Na manhã seguinte, seguimos nossa bússola através da branquidão total até o refúgio no acampamento Muir, onde encontramos outras equipes e guias da International Mountain Guides, uma das empresas que comercializa escaladas do Rainier. Um dos guias, Karl Rigrish, estimou que 40% dos clientes da empresa sofrem pelo menos sintomas leves do mal de montanha naquela escalada. A chave para evitar a situação, afirmou, em consonância com outros guias, é pegar leve. Gary Talcott, guia da Rainier Mountaineering Inc., recomenda não subir mais do que 600 metros por dia e manter-se hidratado, o que ajuda a manter o sangue mais fino.
Textos médicos são até mais conservadores, indicando uma taxa de ascensão de 300 metros por dia acima dos 1.500 metros, evitando o mal agudo de montanha, ou AMS. Mas quem tem tempo para isso? No Rainier, isso significaria levar cinco dias para alcançar o acampamento médio, coisa que a maioria dos montanhistas fazem em um dia, e nós fizemos em dois. As empresas de guias ficariam muito felizes em fazer a expedição em um ritmo mais lento, mas a maioria dos clientes quer a viagem mais barata e a subida mais rápida, confiando nos guias para tomarem conta deles em caso de enrascadas.
Os resultados dos estudos de Fayed indicam que o dano cerebral das escaladas em altitude pode ser reduzido ou até eliminado com uma aclimatação apropriada, coisa que os amadores não se empenham muito em fazer. A equipe amadora no Mont Blanc levou apenas dois dias para escalar 2.500 metros até o cume, e metade da equipe demonstrou sinais claros de danos nos exames feitos após a escalada. Os amadores no Aconcágua reservaram seis dias de aclimatação para a escalada de 2.750 metros verticais (em comparação com as duas ou três semanas utilizadas pelas equipes comerciais), e todas as ressonâncias mostraram problemas (um segundo exame três dias depois não demonstrou melhora). Cinco dos 23 espanhois estudados tiveram lesões subcorticais irreversíveis – a mais séria lesão cerebral encontrada pela equipe médica.
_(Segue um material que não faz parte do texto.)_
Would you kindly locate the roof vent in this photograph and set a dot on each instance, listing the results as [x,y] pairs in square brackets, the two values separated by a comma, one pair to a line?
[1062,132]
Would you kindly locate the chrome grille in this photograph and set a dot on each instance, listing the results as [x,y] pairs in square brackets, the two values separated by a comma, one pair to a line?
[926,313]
Nenhum dos 12 profissionais tiveram problemas.
Os prós não tinham nenhum dom bioquímico – seu exame de sangue indicou níveis similares de células vermelhas, que carregam oxigênio – mas parece que aclimataram melhor usando as técnicas certas, evitando erros amadores que estressam o corpo. “Os amadores têm que provar alguma coisa, então se matam para chegar até o campo base e se predispõem a ficar mal”, diz o escalador e fotógrafo Jimmy Chin. “Quando estamos caminhando até o base, um profissional como Conrad Anker fica no fim da fila, dando um tempo, sentindo o perfume das flores. Eu acho que isso ajuda.”
Em nossa escalada, a tempestade não amainou, então descemos do Acampamento Muir, a 3.290 metros. Durante a descida, fomos lembrados que a montanha oferece muito mais riscos do que o ar rarefeito. Uma hora depois de deixarmos o acampamento, Dylan rompeu uma frágil ponte de neve sobre uma fenda. Ele se arrastou para fora enquanto o bloco se esfarelava abismo abaixo.
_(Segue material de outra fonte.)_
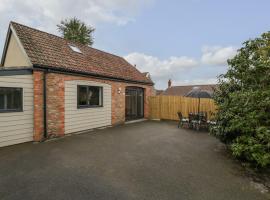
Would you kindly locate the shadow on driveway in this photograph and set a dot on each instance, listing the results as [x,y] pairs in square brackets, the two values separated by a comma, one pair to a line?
[146,160]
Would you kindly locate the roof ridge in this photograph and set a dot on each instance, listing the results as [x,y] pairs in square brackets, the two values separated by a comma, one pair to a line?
[12,22]
[193,85]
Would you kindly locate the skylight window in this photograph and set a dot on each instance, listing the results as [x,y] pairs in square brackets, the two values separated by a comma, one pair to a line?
[74,48]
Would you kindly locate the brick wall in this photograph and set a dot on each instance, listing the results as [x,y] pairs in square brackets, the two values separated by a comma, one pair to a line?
[56,98]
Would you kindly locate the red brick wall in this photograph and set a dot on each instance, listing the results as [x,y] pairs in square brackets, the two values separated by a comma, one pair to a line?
[38,105]
[56,102]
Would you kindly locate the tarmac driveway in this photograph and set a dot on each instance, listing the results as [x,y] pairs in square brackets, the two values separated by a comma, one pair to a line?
[147,160]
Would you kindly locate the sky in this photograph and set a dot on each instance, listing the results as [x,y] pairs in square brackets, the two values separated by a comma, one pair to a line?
[188,41]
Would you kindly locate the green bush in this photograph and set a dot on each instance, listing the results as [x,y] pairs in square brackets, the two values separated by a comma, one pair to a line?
[243,99]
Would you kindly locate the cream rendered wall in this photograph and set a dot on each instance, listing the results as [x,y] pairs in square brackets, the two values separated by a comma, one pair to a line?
[77,120]
[15,56]
[17,127]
Alguns dias depois, voei para a Espanha para fazer meu exame. Quando terminou, Fayed e Modrego observaram as fatias do meu cérebro descascando como mágica as camadas do meu córtex ondulado. “Um pequeno espaço VR”, disse Fayed. Observou alguns outros e disse “Mais um”.
“Perfeitamente normal”, assegurou Modrego. “Para a sua idade.”
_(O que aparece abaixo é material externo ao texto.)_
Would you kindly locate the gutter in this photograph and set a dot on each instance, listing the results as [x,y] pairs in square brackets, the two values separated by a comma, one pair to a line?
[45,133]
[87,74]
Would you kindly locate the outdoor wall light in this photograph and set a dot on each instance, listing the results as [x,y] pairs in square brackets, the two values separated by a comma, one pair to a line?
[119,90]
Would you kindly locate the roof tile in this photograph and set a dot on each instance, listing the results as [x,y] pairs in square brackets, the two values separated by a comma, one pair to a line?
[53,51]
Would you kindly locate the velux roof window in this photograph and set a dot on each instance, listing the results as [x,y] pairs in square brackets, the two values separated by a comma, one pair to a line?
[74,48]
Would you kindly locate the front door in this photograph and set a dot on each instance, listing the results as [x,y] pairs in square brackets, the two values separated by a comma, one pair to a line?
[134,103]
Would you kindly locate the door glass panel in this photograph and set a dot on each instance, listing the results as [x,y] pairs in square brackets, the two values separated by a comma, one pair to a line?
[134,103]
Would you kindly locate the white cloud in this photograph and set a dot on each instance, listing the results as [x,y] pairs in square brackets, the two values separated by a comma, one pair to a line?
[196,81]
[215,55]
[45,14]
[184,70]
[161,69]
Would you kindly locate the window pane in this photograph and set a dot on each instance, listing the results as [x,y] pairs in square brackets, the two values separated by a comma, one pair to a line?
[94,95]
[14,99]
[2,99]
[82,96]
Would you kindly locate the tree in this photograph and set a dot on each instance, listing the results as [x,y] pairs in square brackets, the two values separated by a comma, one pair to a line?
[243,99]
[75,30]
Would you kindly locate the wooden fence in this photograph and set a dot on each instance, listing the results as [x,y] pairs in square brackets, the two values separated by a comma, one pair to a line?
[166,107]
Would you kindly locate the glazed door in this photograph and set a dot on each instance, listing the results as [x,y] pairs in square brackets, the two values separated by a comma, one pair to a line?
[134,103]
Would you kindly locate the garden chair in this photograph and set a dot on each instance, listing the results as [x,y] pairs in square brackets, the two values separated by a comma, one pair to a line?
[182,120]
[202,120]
Fayed queimou um CD com as imagens 3D do meu cérebro e entregou-me com um sorriso. Eu estava livre, mas alguma coisa ainda me incomodava.
ESTA CIÊNCIA AINDA ESTÁ EM SUA INFÂNCIA. Não há muitos estudos de mudanças no cérebro de escaladores de altitudes moderadas, em parte por ser difícil conseguir a aprovação necessária para se realizar um estudo em humanos em situações que os coloquem em risco de lesões, e em parte porque a maioria dos escaladores que retornam dessas viagens parece estar saudável, sem necessidade de fazer uma ressonância de três mil dólares. Mas os poucos estudos que já foram feitos parecem apoiar as descobertas da equipe médica espanhola.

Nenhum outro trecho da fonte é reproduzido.